Poids concentré : peut alourdir le vélo et compliquer le transport ou le pliage sur certains modèles.

Quelle est la meilleure option pour un vélo électrique, un moteur pédalier ou un moteur roue arrière ?

Le choix dépend de votre profil d’utilisateur :

  • Vélo urbain, trajet quotidien, vélo pliant ou léger : le moteur roue arrière est recommandé. Il offre un bon confort, un poids contenu et un entretien simplifié. Sur les vélos pliants UTO, il permet d’avoir un équilibre des masses optimal en position pliée puisque la batterie est quant à elle située dans la tige de selle.

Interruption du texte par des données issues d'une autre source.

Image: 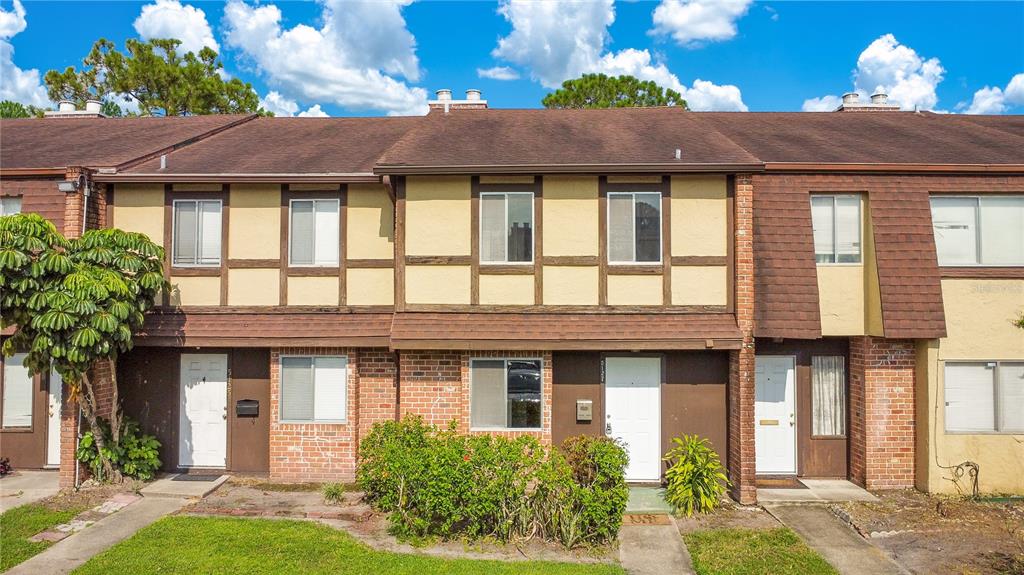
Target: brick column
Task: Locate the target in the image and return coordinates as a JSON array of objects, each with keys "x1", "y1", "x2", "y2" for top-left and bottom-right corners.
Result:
[
  {"x1": 850, "y1": 337, "x2": 915, "y2": 489},
  {"x1": 727, "y1": 174, "x2": 757, "y2": 504}
]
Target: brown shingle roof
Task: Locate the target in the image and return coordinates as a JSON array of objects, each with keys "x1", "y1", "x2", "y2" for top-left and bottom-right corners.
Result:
[
  {"x1": 378, "y1": 107, "x2": 758, "y2": 173},
  {"x1": 391, "y1": 312, "x2": 740, "y2": 351},
  {"x1": 136, "y1": 309, "x2": 391, "y2": 347},
  {"x1": 0, "y1": 115, "x2": 251, "y2": 170},
  {"x1": 127, "y1": 117, "x2": 422, "y2": 174}
]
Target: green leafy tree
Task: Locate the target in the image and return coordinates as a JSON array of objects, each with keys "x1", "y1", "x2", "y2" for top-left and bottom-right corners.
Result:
[
  {"x1": 0, "y1": 214, "x2": 168, "y2": 480},
  {"x1": 45, "y1": 38, "x2": 259, "y2": 116},
  {"x1": 541, "y1": 74, "x2": 686, "y2": 109}
]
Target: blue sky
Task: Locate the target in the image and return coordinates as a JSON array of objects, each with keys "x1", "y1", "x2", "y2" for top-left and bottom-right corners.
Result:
[{"x1": 0, "y1": 0, "x2": 1024, "y2": 116}]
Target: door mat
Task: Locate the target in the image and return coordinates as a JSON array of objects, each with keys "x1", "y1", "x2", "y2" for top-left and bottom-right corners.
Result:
[
  {"x1": 756, "y1": 477, "x2": 807, "y2": 489},
  {"x1": 171, "y1": 473, "x2": 220, "y2": 481},
  {"x1": 623, "y1": 514, "x2": 672, "y2": 526}
]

  • Vélo chargé, terrains vallonnés ou longs trajets : un moteur pédalier peut apporter plus de puissance et une meilleure efficacité dans les montées, grâce à son couple élevé et sa transmission directe.

  • Fiabilité et simplicité : si vous recherchez un vélo facile à maintenir, le moteur roue arrière reste un excellent compromis, tout en garantissant une assistance efficace pour la majorité des usages urbains.

Quelle est la durée de vie d’un moteur électrique de vélo ?

La durée de vie d’un moteur électrique de VAE dépend fortement de la qualité de sa conception, de l’entretien, de l’usage et des conditions de fonctionnement. En général :

  • Un moteur bien conçu et de bonne marque (comme ceux que l’on retrouve sur des vélos premium) peut durer 10 000 à 20 000 km, voire davantage, avec un entretien régulier.

  • Une conduite douce, sans surcharge, en évitant les démarrages et freinages brusques, prolonge la vie du moteur.

  • Un entretien adéquat (vérification, serrage, diagnostic, lubrification des pièces mécaniques) contribue également à sa longévité.

  • Pour maximiser la durée de vie, il est recommandé de faire effectuer une révision périodique chez un technicien VAE afin d’identifier tôt d’éventuels problèmes.